Another trial came from her brother-in-law who usurped the rule of Thuringia, declaring himself the true heir to Louis. Elizabeth and her three children were evicted from the castle of Wartburg. The children were handed over to friends of Louis, and Elizabeth, with two maids that were close, "worked where she was welcomed, assisting the sick, spinning and sewing. During this ordeal endured with great faith, patience and dedication to God, some relatives, who had remained loyal to the government and considered her brother-in-law illegitimate, rehabilitated her name. So Elizabeth, at the beginning of 1228, was able to receive a proper income and retire to the family castle in Marburg.
Here, "on Good Friday of 1228, with her hands placed on the altar in the chapel of her city Eisenach, where she had welcomed the Friars Minor, in the presence of some friars and family, Elizabeth gave up her own will and all the vanities of this world.
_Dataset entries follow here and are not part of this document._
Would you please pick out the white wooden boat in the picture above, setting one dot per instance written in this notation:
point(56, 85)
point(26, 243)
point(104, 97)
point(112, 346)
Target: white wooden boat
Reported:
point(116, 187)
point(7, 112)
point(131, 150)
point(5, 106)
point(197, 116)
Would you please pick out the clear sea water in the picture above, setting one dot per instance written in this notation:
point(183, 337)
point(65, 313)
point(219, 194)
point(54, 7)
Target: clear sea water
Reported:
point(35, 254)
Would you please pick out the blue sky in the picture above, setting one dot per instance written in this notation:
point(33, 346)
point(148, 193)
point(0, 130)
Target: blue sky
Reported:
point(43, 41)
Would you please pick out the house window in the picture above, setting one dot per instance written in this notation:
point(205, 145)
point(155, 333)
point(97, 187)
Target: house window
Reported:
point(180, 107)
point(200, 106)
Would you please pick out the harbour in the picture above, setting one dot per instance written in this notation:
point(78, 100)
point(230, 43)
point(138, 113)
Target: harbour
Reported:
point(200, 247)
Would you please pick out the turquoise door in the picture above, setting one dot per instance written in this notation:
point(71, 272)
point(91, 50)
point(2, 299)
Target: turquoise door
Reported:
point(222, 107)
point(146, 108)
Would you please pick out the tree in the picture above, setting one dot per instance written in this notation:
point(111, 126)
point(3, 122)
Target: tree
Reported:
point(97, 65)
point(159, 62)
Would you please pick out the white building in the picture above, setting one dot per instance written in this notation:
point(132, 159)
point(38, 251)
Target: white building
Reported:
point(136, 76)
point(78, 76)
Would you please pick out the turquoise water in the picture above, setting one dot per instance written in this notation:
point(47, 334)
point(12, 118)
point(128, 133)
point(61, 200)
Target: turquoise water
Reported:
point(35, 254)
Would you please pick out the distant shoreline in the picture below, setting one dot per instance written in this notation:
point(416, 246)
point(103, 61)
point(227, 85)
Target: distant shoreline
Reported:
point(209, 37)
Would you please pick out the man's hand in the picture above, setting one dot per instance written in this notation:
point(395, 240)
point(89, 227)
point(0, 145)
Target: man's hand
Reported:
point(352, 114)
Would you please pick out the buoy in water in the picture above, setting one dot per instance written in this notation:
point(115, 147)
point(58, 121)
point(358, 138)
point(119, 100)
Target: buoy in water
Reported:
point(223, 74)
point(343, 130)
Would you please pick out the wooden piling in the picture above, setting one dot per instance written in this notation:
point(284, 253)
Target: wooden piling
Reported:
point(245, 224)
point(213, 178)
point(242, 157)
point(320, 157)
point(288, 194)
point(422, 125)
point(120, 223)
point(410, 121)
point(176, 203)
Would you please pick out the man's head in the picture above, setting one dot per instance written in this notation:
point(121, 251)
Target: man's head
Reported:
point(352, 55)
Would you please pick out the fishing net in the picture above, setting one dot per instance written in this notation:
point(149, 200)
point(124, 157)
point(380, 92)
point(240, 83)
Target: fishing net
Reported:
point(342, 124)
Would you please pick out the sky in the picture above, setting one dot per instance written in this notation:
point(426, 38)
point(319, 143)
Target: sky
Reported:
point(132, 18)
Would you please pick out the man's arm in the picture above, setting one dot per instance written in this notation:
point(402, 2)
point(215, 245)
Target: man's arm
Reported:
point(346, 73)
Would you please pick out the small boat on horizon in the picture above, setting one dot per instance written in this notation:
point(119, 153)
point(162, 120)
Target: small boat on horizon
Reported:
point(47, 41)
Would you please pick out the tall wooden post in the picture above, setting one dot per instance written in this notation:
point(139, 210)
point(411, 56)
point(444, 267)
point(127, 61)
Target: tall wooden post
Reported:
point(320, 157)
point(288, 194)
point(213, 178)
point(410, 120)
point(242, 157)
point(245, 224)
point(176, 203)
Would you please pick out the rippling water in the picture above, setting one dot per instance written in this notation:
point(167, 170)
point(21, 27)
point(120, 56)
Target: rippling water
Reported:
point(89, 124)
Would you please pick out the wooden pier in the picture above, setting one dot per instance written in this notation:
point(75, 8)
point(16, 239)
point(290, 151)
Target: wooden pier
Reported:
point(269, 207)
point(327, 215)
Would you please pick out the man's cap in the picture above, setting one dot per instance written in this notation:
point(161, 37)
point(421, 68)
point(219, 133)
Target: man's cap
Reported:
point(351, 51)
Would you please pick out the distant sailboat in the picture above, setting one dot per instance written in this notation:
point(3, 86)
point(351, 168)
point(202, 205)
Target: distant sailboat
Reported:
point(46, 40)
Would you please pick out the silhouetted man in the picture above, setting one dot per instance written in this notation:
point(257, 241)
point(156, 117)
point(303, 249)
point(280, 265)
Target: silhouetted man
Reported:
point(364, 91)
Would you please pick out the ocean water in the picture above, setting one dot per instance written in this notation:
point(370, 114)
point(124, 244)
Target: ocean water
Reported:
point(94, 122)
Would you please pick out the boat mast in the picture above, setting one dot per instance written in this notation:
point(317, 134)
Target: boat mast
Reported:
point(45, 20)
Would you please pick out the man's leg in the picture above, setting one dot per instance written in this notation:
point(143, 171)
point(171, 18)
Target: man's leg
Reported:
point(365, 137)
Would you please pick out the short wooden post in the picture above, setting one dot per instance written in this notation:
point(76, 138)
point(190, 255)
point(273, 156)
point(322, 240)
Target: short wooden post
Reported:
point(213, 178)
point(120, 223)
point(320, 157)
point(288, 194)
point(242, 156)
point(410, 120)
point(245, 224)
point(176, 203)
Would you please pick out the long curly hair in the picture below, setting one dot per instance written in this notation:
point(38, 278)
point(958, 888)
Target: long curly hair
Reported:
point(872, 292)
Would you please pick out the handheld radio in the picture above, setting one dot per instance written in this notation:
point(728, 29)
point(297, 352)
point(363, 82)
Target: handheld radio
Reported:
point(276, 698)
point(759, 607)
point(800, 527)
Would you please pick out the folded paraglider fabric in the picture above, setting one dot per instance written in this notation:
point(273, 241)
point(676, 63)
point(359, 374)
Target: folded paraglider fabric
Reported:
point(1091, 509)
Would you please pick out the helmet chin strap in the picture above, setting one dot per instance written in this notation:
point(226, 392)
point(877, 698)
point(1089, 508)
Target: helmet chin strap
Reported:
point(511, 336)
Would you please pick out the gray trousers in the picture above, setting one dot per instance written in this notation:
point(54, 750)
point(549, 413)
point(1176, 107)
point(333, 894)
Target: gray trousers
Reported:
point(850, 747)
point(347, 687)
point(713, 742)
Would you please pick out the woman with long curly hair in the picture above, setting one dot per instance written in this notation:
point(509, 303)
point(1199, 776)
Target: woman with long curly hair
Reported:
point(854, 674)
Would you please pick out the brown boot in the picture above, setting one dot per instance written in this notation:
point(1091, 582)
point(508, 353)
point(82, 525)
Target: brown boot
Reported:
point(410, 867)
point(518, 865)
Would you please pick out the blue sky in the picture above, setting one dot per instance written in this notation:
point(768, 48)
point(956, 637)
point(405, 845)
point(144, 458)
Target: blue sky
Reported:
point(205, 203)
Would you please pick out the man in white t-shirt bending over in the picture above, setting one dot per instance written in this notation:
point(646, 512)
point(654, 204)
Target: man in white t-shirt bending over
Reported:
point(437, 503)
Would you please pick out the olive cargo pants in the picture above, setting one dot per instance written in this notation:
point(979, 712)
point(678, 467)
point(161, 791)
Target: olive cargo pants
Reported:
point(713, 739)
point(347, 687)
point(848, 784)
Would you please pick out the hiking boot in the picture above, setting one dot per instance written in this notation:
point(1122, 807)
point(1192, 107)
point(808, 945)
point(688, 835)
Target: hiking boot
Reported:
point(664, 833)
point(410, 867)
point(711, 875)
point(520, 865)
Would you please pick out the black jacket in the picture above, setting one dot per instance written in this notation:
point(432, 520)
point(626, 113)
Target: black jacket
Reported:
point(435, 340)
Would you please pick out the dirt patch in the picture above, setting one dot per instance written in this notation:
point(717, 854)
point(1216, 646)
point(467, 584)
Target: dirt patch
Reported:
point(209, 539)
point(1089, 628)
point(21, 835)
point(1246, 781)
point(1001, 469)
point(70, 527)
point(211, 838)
She also wanted to give up all possessions, but was discouraged for the sake of the poor. Shortly afterwards she built a hospital, for the sick and disabled and in its kitchens personally served the poorest and most destitute. " "Elizabeth spent her last three years in the hospital she founded, serving the sick, keeping vigil with the dying. She always tried to perform the most humble services and repugnant work. She became what we might call a consecrated woman in the midst of the world and formed, with her other friends, dressed in gray, a religious community. Not by chance she is patron of the Third Order Regular of St. Francis and the Franciscan Lay Order. "
She died in 1231 and only four years later, Gregory IX proclaimed her a saint.